A decision tree is a decision support tool that uses a tree-like graph or model of decisions and their possible consequences, including chance event outcomes, resource costs, and utility. It is one way to display an algorithm that only contains conditional control statements.
Decision trees are commonly used in operations research, specifically in decision analysis, to help identify a strategy most likely to reach a goal, but are also a popular tool in machine learning.
Category | Usage | Methematics | Application Field |
---|---|---|---|
Supervised Learning | Classification, Regression | Entropy | Operations Research, Data Mining |
-
Classification Tree: the predicted outcome is the class to which the data belongs.
-
Regression Tree: The predicted outcome can be considered a real number (e.g. the price of a house, or a patient's length of stay in a hospital).
Difference: The procedure to decide which question to ask and when.
- ID3 (Iterative Dichotomiser 3)
- C4.5 (successor of ID3)
- C5.0
- CART (Classification And Regression Tree)
- CHAID (CHi-squared Automatic Interaction Detector): Performs multi-level splits when computing classification trees.
- MARS: extends decision trees to handle numerical data better.
- Conditional Inference Trees: Statistics-based approach that uses non-parametric tests as splitting criteria, corrected for multiple testing to avoid overfitting. This approach results in unbiased predictor selection and does not require pruning.
- Node
- Receive a list of rows as input.
- Root node: Receive the entire training set.
- Leaf node: No further question to ask
- Ask a true false question about one of the features.
- Response to question => Split (partition) the data into two subsets
- Receive a list of rows as input.
- Goal: Unmix the labels as we proceed down.
- Produce the purest possible distribution of the labels at each node.
- Perfectly unmixed: The input to a node contains only a single type of label. => No uncertainty on the type of label.
- Trick to building an effective tree: To understand which question to ask and when.
- What type of questions can we ask about the data?
- How to decide which question to ask when?
- Quantify how much a question helps to unmix the labels.
- Quantify the amount of uncertainty at a single node using a metric - Gini Impurity
- Quantify how much a question reduces that uncertainty using a concept - Information Gain
- Select the best question to ask at each point. And given that question, we'll recursively build the tree on each of the new nodes. We'll continue dividing the data until there are no further questions to ask, at which point we'll add a leaf.

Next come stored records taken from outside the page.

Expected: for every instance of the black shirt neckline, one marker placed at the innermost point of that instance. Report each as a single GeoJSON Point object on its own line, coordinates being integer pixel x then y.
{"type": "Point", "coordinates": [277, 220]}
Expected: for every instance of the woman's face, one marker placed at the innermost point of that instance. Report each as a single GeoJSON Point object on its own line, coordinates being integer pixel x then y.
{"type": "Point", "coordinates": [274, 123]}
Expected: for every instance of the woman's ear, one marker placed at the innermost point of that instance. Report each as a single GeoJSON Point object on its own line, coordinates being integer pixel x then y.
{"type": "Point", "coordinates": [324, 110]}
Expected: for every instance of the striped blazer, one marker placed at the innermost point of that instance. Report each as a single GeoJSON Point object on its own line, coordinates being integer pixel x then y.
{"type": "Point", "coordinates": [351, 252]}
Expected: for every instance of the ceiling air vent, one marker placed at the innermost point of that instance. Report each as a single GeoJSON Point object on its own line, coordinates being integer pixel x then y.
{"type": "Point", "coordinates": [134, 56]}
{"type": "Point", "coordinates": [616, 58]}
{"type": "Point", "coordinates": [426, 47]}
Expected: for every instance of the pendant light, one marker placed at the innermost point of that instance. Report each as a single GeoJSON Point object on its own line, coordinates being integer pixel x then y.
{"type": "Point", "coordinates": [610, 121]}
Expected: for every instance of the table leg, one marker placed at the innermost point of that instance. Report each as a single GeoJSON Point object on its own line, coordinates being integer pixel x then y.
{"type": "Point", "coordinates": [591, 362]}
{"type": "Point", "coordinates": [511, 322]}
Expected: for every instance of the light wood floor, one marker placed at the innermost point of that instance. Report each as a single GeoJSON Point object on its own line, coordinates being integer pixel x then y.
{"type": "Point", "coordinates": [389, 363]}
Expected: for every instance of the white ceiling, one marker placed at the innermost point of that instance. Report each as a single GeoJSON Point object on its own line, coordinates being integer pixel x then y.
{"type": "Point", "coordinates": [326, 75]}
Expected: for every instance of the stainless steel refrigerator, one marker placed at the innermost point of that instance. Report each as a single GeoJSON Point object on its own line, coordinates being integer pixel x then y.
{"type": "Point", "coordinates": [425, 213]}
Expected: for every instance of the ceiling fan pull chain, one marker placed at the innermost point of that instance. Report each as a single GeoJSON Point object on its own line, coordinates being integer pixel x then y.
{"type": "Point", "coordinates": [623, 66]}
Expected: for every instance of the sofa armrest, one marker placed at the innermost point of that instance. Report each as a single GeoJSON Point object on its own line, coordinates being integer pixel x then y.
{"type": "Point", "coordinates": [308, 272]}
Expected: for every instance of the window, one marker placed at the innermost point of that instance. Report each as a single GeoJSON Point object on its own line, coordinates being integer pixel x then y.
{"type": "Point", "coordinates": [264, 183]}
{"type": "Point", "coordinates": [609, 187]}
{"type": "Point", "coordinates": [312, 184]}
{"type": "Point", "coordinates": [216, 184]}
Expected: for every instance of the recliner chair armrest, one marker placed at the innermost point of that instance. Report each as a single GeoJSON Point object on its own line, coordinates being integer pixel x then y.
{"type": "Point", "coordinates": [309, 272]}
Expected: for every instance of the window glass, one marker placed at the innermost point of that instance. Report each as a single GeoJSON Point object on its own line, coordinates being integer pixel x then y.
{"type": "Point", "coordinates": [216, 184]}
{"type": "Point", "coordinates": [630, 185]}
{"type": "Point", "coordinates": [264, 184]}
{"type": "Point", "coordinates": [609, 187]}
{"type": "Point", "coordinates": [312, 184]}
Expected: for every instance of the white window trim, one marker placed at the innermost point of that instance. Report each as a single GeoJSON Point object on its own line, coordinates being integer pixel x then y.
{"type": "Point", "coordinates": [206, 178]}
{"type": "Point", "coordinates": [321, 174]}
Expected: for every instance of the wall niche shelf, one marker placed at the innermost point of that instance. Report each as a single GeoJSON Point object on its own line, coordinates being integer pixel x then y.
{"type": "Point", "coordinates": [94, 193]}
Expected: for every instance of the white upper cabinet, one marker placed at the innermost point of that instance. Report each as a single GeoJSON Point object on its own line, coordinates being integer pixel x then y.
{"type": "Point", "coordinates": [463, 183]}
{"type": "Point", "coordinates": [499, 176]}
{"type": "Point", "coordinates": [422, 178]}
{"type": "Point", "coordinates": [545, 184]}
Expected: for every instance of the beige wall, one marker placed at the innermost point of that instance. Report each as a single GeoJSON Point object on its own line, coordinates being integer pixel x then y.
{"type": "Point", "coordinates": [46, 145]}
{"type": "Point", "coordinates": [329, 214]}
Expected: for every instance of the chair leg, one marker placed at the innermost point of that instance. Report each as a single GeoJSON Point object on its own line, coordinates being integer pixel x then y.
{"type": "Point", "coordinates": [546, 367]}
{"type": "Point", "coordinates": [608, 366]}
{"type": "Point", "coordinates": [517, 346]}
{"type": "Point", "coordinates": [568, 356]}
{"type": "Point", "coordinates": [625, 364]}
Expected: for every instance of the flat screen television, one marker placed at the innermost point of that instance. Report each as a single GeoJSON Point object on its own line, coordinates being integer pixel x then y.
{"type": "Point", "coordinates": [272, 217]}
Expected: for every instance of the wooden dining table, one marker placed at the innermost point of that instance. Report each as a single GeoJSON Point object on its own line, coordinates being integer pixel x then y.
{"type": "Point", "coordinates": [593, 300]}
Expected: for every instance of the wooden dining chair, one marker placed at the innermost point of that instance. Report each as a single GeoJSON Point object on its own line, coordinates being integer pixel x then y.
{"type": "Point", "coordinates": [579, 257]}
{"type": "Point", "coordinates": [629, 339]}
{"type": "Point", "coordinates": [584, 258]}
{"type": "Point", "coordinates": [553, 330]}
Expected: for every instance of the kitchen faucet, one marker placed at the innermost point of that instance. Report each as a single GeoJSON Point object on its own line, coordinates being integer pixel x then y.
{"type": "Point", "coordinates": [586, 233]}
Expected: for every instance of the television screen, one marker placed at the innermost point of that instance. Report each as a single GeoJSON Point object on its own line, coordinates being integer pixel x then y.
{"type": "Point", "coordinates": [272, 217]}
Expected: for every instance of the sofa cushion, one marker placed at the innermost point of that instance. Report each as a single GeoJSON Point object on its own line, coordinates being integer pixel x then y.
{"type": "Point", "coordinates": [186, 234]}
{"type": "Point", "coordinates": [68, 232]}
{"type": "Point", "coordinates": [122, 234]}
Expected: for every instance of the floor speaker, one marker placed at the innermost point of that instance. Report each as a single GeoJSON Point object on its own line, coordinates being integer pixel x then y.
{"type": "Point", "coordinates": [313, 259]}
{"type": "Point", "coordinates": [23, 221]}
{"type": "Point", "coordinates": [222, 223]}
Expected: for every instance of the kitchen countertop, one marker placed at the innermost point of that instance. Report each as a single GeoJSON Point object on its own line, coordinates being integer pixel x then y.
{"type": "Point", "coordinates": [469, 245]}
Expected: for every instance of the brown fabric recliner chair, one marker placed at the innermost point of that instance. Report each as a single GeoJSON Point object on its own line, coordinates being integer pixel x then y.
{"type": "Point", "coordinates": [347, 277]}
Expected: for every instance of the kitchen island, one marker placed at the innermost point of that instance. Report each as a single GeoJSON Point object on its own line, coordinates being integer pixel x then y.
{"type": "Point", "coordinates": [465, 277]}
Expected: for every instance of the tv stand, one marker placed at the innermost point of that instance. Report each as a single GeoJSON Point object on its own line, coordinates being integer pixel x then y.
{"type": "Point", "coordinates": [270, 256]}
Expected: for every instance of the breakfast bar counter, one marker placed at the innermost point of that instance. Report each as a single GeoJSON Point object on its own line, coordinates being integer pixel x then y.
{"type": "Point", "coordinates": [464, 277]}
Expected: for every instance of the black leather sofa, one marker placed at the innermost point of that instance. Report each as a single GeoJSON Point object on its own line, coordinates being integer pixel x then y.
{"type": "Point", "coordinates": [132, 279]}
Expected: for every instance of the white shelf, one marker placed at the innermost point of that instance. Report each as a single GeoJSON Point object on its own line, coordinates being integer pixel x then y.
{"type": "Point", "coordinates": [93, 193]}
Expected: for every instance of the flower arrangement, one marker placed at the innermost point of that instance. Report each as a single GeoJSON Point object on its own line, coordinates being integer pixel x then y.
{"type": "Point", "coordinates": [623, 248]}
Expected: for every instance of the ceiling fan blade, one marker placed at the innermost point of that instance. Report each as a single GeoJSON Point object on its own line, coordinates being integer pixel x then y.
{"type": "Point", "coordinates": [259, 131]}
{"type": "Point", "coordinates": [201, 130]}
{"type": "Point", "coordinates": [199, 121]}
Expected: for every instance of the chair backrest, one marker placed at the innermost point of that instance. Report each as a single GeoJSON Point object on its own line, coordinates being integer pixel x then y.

Algorithms for constructing decision trees usually work top-down, by choosing a variable at each step that best splits the set of items.[14] Different algorithms use different metrics for measuring "best". These generally measure the homogeneity of the target variable within the subsets. These metrics are applied to each candidate subset, and the resulting values are combined (e.g., averaged) to provide a measure of the quality of the split.
- ID3: Information Gain
- C4.5: (Information) Gain Ratio
- CART: Gini Impurity(Index)
Impurity: Chance of being incorrect if you randomly assign a label to an example in the same set. (i.e. The Uncertainty)
Information Entropy: the average rate at which information is produced by a stochastic source of data.
- Goal: Find the best question to ask (i.e. reduces our uncertainty the most). => A number to describe how much a question helps to unmix the labels at a node.
- Information Gain = Starting Impurity - Average Impurity of Child Nodes
- Average Impurity (Weighted average of child nodes' uncertainty)
- Weighted Average: We care more about a large set with lower uncertainty than a small set with high.
- Average Impurity (Weighted average of child nodes' uncertainty)
- Procedure: Keep tracking the question that produces the most gain. => the best one to ask at this node.
Gain Ratio: The normalized information gain.
Decision-tree learners can create over-complex trees that do not generalize well from the training data. (This is known as overfitting.) Mechanisms such as pruning are necessary to avoid this problem (with the exception of some algorithms such as the Conditional Inference approach, that does not require pruning).
- Evolution: ID3 -> C4.5 -> C5.0
- An algorithm to generate a decision tree.
- An extension of ID3 Algorithm. (same author, Ross Quinlan)
- Often reffered to as a Statistical Classifier.
- "A landmark decision tree program that is probably the machine learning workhouse most widely used in practice to date."
Classification and regression trees (CART) are a non-parametric decision tree learning technique that produces either classification or regression trees, depending on whether the dependent variable is categorical or numeric, respectively.
Base cases:
- All the samples in the list belong to the same class. When this happens, it simply creates a leaf node for the decision tree saying to choose that class.
- None of the features provide any information gain. In this case, C4.5 creates a decision node higher up the tree using the expected value of the class.
- Instance of previously-unseen class encountered. Again, C4.5 creates a decision node higher up the tree using the expected value.
- Check for the above base cases.
- For each attribute a, find the normalized information gain ratio from splitting on a.
- Let a_best be the attribute with the highest normalized information gain.
- Create a decision node that splits on a_best.
- Recur on the sublists obtained by splitting on a_best, and add those nodes as children of node.